Substance Use and Abuse
One choice that faces many youth is substance use. Substance use can be somewhat difficult to define, but in general it refers to ingesting any legal or illegal substance that alters psychological functioning on more than a few occasions. Substance abuse refers to the use of a substance (legal or illegal) to the extent that it creates difficulties in day-to-day life.
How prevalent is substance use and abuse? A large nationwide survey of U.S. high school students indicated that two thirds of ninth graders had tried alcohol, half had tried tobacco, and one third had tried marijuana. Many of these students reported trying these substances before 13 years of age (11% tried marijuana, 19% tried cigarettes, and 34% tried alcohol) (Eaton et al., 2006). Smaller percentages of ninth graders had tried cocaine and other drugs. Use of inhalants (sniffing glue, paint, or aerosols) is a more recent phenomenon: More ninth graders than twelfth graders reported ever having tried inhalants. Use of Ecstasy (also known as MDMA), is becoming more common, with 6% of teens nationwide reporting having used it at least once.
Statistics shows ethnic differences in substance use from the same nationwide survey. Use of all the drugs listed except marijuana was lower among African Americans than among non-Hispanic whites or Hispanics. Hispanics reported the highest use of marijuana, cocaine, Ecstasy, methamphetamines, and heroin; white students show the highest rates of tobacco use. Other large-scale surveys show that the rate of using many illegal drugs has declined in recent years, by about 10% among twelfth graders. However, the use of inhalants, sedatives, and the addictive prescription drug OxyContin has increased (Cleveland & Wiebe, 2003; Dishion & Owen, 2002; Johnston, O'Malley, Bachman, & Schulenberg, 2006).

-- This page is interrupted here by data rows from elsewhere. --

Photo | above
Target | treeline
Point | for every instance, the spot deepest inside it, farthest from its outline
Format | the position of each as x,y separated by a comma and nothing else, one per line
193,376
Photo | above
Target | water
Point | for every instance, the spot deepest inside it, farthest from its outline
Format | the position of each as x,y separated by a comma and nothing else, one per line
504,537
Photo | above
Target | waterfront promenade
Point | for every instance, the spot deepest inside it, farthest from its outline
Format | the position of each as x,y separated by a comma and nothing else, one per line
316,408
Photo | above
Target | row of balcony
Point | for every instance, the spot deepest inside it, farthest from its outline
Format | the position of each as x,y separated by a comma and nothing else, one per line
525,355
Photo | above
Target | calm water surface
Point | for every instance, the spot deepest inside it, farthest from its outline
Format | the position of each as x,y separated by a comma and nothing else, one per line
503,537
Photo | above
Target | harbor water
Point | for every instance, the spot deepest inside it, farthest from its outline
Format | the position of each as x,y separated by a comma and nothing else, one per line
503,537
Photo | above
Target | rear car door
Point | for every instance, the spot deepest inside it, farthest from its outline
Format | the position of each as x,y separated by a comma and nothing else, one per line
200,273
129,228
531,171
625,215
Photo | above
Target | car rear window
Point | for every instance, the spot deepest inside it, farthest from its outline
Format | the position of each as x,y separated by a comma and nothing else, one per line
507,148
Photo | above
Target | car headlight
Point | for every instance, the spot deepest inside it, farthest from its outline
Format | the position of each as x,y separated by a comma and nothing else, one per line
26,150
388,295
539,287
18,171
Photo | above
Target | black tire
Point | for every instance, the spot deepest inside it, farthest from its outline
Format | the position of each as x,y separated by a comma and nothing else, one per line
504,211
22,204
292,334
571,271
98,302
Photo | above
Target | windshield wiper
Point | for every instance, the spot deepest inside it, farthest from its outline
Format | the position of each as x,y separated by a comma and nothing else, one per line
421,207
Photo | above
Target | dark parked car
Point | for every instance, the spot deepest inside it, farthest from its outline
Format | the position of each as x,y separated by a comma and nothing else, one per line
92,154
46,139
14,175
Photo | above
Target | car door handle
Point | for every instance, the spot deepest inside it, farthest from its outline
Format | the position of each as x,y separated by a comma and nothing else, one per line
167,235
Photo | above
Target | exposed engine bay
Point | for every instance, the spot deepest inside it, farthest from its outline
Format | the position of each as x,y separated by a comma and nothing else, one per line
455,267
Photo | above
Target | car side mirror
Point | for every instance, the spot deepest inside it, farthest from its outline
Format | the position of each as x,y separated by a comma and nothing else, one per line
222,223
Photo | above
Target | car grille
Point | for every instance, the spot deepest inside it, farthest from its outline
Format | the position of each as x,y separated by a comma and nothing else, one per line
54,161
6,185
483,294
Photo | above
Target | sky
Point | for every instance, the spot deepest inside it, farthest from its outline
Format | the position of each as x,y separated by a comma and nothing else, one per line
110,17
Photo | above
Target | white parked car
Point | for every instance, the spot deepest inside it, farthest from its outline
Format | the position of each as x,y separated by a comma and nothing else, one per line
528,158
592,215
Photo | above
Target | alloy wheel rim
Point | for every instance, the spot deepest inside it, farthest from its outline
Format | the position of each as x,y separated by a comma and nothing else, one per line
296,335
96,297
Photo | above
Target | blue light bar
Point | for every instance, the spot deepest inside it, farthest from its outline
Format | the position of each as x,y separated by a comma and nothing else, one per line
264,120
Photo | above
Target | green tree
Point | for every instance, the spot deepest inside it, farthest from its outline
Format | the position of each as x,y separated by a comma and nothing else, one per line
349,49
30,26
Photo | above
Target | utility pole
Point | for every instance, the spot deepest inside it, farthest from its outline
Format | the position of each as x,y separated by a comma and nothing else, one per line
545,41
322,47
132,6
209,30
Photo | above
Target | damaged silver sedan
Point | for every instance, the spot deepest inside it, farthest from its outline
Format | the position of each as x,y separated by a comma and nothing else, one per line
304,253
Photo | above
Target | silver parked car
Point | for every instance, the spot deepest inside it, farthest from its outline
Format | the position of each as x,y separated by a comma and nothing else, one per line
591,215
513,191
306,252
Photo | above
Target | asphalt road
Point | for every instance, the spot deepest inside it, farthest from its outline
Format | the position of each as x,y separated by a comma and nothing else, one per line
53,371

The rates of alcohol and tobacco (and increasingly, marijuana) use are concerning. As you saw above, a majority of teens have at least tried alcohol by the time they reach high school and many drink regularly. Most obtain alcohol from their own homes. Binge drinking, defined as consuming five or more drinks on a single occasion, is also becoming more common among high school students, with 20% of ninth graders and 37% of twelfth graders saying they have binged at least once (Eaton et al., 2006). Alcohol use by teens is related to many problem behaviors and outcomes, including traffic accidents and fatalities, early sexual activity, rape, poor school performance, and poorer mental health. It can be difficult to tease apart which factors lead to and which result from alcohol use, but alcohol use by teens is clearly linked to many problems. Tobacco use has declined significantly since the mid-1990s, but this trend is weakening for both cigarettes and smokeless tobacco (currently used by about 7% of teens). Teens hold much more negative attitudes toward smoking and its health risks than in past years, there is less cigarette advertising that targets them, and they see much more antismoking advertising. The sky-rocketing cost of cigarettes is probably also a factor in declining rates of tobacco use (Johnston et al., 2006). Finally, marijuana is by far the most frequently used drug that is illegal for both adolescents and adults. It equals tobacco in the percentage of teens who are regular users.